The metadata write: a small md_page

The metadata update for a CoW is tiny — typically a single 4 KiB md_page. The page contains the affected blob's metadata chain, of which the extent table is one descriptor. The exact size depends on the extent table's layout: a small lvol may have its entire extent table in one md_page; a large lvol with an extent_table has the table in one md_page and the actual extents in many extent_pages.

The metadata write is part of the bdev_io's lifetime. The blobstore doesn't return success to the bdev layer until both the data write and the metadata write have completed. The bdev layer doesn't return success to the original submitter until the blobstore's callback fires. The full chain is described in lib/blob/blobstore.c:4535 .

In diskengine's free-bytes sync, this matters for one reason: a CoW that fails partway through (data write succeeds, metadata write fails) leaves the lvstore in an inconsistent state. The cluster is allocated to the clone (so FreeClusters has been decremented) but the extent table doesn't reflect the new cluster. On the next load, the cluster will be reclaimed by the used_clusters bit pool rebuild. The clean-shutdown bit in the super block is cleared in this case, so the load is forced to validate everything.

Random-write performance: why snapshots are slower

A random write to a non-shared cluster in a regular lvol is cheap: one cluster allocation, one data write, one metadata write. A random write to a shared cluster in a clone is the same cost — one allocation, one data write, one metadata write — but the cluster being allocated is a new cluster (the clone's own), not a pre-allocated one. The data DMA goes to the new cluster. So the cost is the same.

Where CoW hurts is when most of the writes are to previously-unwritten clusters.
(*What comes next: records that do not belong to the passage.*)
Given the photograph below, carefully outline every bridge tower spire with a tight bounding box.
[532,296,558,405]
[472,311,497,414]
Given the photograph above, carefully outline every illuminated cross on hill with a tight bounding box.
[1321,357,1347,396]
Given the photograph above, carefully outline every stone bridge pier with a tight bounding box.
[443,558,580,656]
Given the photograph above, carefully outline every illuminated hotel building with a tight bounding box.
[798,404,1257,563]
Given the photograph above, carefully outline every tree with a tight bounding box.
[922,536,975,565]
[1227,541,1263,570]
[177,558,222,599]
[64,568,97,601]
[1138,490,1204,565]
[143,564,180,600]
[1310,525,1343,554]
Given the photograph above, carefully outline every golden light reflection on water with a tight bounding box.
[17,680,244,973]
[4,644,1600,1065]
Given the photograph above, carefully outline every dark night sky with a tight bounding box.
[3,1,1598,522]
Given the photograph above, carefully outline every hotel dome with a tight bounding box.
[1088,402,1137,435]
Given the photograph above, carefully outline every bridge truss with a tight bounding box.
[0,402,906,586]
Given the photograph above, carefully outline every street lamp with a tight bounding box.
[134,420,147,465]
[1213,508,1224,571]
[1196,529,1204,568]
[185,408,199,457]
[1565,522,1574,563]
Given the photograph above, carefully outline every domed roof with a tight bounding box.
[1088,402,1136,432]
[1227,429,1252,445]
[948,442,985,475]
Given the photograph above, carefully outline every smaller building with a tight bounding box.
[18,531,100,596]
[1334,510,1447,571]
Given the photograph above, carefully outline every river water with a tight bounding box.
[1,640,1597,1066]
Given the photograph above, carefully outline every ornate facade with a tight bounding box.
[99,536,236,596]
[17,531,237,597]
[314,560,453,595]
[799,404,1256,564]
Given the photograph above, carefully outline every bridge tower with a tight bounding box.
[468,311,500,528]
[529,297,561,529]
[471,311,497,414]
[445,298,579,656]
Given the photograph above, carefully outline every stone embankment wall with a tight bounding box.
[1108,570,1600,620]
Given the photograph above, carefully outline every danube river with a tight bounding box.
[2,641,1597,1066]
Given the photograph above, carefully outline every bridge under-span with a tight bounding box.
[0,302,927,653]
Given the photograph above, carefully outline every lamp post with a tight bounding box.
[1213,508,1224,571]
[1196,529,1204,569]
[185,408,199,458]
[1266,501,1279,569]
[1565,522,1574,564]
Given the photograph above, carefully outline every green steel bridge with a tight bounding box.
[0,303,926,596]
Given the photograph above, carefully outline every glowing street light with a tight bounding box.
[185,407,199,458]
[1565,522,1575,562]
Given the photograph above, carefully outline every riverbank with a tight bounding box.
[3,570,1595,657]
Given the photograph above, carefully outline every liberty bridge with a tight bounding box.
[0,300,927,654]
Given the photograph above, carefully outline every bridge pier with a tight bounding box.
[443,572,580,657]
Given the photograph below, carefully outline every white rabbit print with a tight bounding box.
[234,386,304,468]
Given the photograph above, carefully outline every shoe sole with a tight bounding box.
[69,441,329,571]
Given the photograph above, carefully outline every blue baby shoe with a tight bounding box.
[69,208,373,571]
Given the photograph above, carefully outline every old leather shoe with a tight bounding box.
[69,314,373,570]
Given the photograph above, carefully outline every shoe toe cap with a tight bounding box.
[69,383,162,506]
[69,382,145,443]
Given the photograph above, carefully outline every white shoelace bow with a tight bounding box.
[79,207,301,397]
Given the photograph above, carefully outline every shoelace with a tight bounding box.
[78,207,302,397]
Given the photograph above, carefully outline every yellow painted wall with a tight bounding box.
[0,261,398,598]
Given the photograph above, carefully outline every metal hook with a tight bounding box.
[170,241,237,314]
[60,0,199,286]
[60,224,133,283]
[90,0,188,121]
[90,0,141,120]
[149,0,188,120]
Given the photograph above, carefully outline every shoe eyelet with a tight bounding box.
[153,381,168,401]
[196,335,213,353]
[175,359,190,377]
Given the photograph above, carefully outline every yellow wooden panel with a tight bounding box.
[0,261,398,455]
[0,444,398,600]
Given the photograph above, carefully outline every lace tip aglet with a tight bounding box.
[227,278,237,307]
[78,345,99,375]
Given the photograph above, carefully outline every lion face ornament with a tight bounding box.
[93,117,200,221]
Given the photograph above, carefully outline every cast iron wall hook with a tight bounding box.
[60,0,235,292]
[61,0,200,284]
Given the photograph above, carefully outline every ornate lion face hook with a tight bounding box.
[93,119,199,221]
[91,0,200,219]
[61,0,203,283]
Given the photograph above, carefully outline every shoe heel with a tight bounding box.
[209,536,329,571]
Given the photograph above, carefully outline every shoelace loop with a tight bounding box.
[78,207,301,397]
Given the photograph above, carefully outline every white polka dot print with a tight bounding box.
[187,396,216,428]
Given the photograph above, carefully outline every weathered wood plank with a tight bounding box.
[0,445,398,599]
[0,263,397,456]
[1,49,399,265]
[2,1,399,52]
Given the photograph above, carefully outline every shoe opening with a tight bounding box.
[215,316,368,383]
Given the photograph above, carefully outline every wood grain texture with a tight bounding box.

A workload that touches every cluster of a 1 TiB clone will eventually allocate 256K clusters, but the first such write triggers the expensive "all metadata updates in one go" path. Subsequent writes are fast.
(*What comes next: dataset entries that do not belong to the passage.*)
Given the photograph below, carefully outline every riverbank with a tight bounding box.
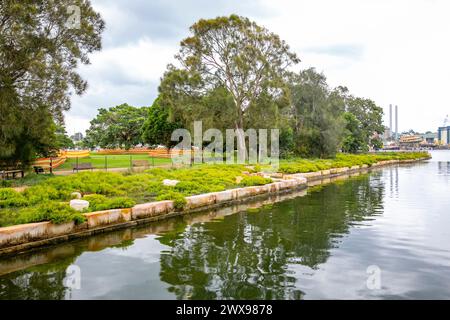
[0,152,430,256]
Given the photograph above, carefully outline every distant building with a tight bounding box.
[421,132,437,144]
[438,126,450,145]
[399,135,423,148]
[383,126,392,142]
[71,132,84,142]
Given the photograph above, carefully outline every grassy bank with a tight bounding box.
[0,152,429,227]
[279,152,429,174]
[0,165,269,227]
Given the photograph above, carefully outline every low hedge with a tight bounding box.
[279,152,429,174]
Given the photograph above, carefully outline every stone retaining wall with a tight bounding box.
[0,157,429,256]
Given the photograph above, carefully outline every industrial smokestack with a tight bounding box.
[389,104,393,138]
[395,105,398,140]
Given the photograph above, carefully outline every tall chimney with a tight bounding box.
[389,104,393,138]
[395,105,398,140]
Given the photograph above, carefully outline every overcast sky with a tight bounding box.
[65,0,450,135]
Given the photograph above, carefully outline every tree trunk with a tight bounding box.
[235,108,246,163]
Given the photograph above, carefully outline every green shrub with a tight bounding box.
[156,191,187,210]
[279,152,429,174]
[239,176,272,187]
[82,194,136,211]
[16,202,86,225]
[0,188,29,208]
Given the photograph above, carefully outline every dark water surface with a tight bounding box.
[1,151,450,299]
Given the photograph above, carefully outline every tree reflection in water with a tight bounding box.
[157,173,384,299]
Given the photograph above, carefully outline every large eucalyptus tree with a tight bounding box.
[160,15,299,156]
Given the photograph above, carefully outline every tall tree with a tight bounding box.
[142,98,181,147]
[289,68,346,158]
[345,97,384,150]
[161,15,299,156]
[84,104,148,150]
[341,112,366,153]
[0,0,104,165]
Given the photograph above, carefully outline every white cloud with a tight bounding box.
[67,0,450,134]
[257,0,450,132]
[65,38,177,135]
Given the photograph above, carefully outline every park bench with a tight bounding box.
[0,168,24,180]
[72,162,94,172]
[132,160,150,168]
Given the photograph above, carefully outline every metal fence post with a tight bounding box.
[50,157,53,174]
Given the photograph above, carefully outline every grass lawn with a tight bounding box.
[56,153,172,171]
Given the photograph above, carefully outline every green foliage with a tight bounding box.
[279,152,429,174]
[239,176,272,187]
[16,202,86,225]
[55,125,75,150]
[341,112,366,153]
[0,202,86,227]
[142,98,181,147]
[0,0,104,165]
[159,14,299,155]
[84,104,148,149]
[0,164,268,226]
[288,69,346,158]
[345,97,384,151]
[5,173,54,188]
[0,189,28,208]
[82,194,136,211]
[156,191,187,210]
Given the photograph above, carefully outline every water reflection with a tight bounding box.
[157,174,384,299]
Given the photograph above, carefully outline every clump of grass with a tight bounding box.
[0,188,29,208]
[82,194,136,212]
[239,176,272,187]
[0,202,86,227]
[156,191,187,210]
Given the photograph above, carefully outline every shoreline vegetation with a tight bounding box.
[0,152,429,229]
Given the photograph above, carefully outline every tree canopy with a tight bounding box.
[0,0,104,165]
[141,98,181,147]
[160,15,299,155]
[84,104,148,150]
[288,68,346,158]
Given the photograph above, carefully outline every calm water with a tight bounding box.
[1,151,450,300]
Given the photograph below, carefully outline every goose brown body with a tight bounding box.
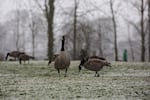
[55,52,70,69]
[19,54,34,64]
[79,57,111,77]
[78,56,106,72]
[83,58,110,71]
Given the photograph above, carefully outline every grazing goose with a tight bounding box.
[54,36,70,77]
[5,51,25,61]
[19,54,34,64]
[79,56,106,72]
[79,57,111,77]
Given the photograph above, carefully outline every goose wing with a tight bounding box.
[89,56,106,60]
[84,59,104,71]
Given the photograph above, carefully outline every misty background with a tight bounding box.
[0,0,149,62]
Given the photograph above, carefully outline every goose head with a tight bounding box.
[104,61,112,67]
[79,57,88,72]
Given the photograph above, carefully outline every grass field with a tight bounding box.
[0,61,150,100]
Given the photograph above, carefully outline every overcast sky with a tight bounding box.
[0,0,140,41]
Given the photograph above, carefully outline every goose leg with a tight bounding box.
[95,71,97,77]
[19,59,22,64]
[95,71,100,77]
[79,65,82,72]
[97,73,100,77]
[57,69,60,77]
[48,60,51,65]
[64,68,68,77]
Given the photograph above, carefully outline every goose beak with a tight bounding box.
[107,62,112,68]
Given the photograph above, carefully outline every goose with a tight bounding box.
[79,57,111,77]
[19,54,34,64]
[79,56,106,72]
[54,36,70,77]
[5,51,25,61]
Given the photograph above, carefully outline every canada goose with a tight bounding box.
[5,51,25,61]
[19,54,34,64]
[79,57,111,77]
[79,56,106,72]
[54,36,70,77]
[48,54,59,65]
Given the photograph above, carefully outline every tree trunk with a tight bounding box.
[16,10,20,51]
[98,33,103,56]
[140,0,145,62]
[110,0,118,61]
[98,22,103,56]
[31,22,35,57]
[46,0,55,60]
[148,0,150,61]
[22,30,26,52]
[127,24,135,61]
[32,33,35,57]
[85,33,90,55]
[73,0,78,60]
[32,0,55,59]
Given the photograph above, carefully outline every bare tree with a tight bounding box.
[80,22,92,55]
[125,0,147,61]
[29,17,36,57]
[15,9,20,51]
[109,0,118,61]
[27,6,38,57]
[148,0,150,61]
[97,21,103,56]
[22,30,26,51]
[60,0,79,59]
[94,18,114,59]
[5,10,28,52]
[0,24,7,53]
[127,24,135,61]
[140,0,146,62]
[73,0,79,60]
[34,0,55,60]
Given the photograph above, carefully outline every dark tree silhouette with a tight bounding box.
[148,0,150,61]
[110,0,118,61]
[73,0,79,60]
[140,0,145,62]
[34,0,55,60]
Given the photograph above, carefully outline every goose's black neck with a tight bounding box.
[5,53,10,60]
[61,36,65,51]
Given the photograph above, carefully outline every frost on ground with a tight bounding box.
[0,61,150,100]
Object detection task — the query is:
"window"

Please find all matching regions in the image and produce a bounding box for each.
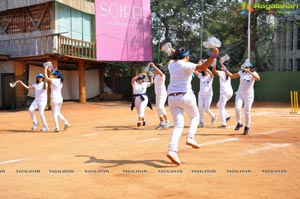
[297,26,300,49]
[290,59,294,71]
[291,22,294,50]
[297,59,300,71]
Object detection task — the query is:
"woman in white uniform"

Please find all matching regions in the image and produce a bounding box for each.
[212,61,233,127]
[16,73,49,131]
[131,73,154,127]
[150,63,172,129]
[226,59,260,135]
[44,64,70,132]
[166,47,219,165]
[195,67,217,128]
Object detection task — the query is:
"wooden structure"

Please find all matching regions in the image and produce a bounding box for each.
[0,0,105,109]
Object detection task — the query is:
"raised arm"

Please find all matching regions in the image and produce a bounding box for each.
[131,74,139,85]
[131,73,145,85]
[148,72,154,86]
[244,68,260,81]
[206,68,214,79]
[44,66,52,83]
[195,48,219,71]
[212,60,219,76]
[150,63,163,77]
[194,71,200,78]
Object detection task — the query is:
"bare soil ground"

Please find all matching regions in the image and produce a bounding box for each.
[0,101,299,199]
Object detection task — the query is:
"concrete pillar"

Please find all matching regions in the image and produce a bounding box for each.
[78,62,86,103]
[14,61,26,108]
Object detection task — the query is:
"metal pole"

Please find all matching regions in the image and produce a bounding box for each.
[248,0,251,60]
[158,38,160,64]
[157,11,162,64]
[200,0,204,59]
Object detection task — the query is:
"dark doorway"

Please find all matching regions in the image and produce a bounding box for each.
[1,73,15,109]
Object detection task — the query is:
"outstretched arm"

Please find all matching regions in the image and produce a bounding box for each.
[225,70,239,79]
[16,80,31,89]
[212,60,219,76]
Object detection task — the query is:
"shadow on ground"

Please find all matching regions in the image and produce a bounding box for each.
[75,155,177,168]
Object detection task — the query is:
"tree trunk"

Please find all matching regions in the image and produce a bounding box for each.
[252,43,265,72]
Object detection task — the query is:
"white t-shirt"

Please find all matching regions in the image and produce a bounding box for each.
[132,81,151,95]
[167,60,196,94]
[50,78,63,102]
[198,73,213,96]
[32,82,47,102]
[218,71,233,94]
[154,74,167,95]
[237,70,257,95]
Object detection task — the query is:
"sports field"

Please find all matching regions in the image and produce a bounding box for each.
[0,101,299,199]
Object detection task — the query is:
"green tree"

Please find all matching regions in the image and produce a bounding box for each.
[151,0,298,72]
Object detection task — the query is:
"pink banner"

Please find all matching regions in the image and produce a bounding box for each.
[95,0,152,61]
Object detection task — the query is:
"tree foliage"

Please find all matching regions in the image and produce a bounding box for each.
[151,0,298,72]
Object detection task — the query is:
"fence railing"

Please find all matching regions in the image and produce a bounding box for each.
[0,33,96,59]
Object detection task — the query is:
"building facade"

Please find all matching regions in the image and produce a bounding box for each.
[273,13,300,71]
[0,0,105,109]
CoW and delete: refcounting clusters

A cluster is freed only when the last blob that references it is deleted. The blobstore's used_clusters bit pool is the source of truth: a cluster is in the pool iff at least one blob references it. The deletion of a blob's cluster is implemented in spdk_bs_free_cluster ( lib/blob/blobstore.c:150 ), which clears the cluster's bit in the pool.

The lvol layer's spdk_lvol_deletable ( lib/lvol/lvol.c:1870 ) checks for clones. The bdev-layer _vbdev_lvol_destroy ( module/bdev/lvol/vbdev_lvol.c:650 ) calls spdk_blob_get_clones ( module/bdev/lvol/vbdev_lvol.c:663 ) and refuses to delete if the clone count is > 1. A clone count of 1 means "this blob has no clones" — the count includes the blob itself.

Diskengine's delete path relies on this: deleting a snapshot whose children have been deleted is the same operation as deleting a regular lvol. The blobstore handles the refcounting.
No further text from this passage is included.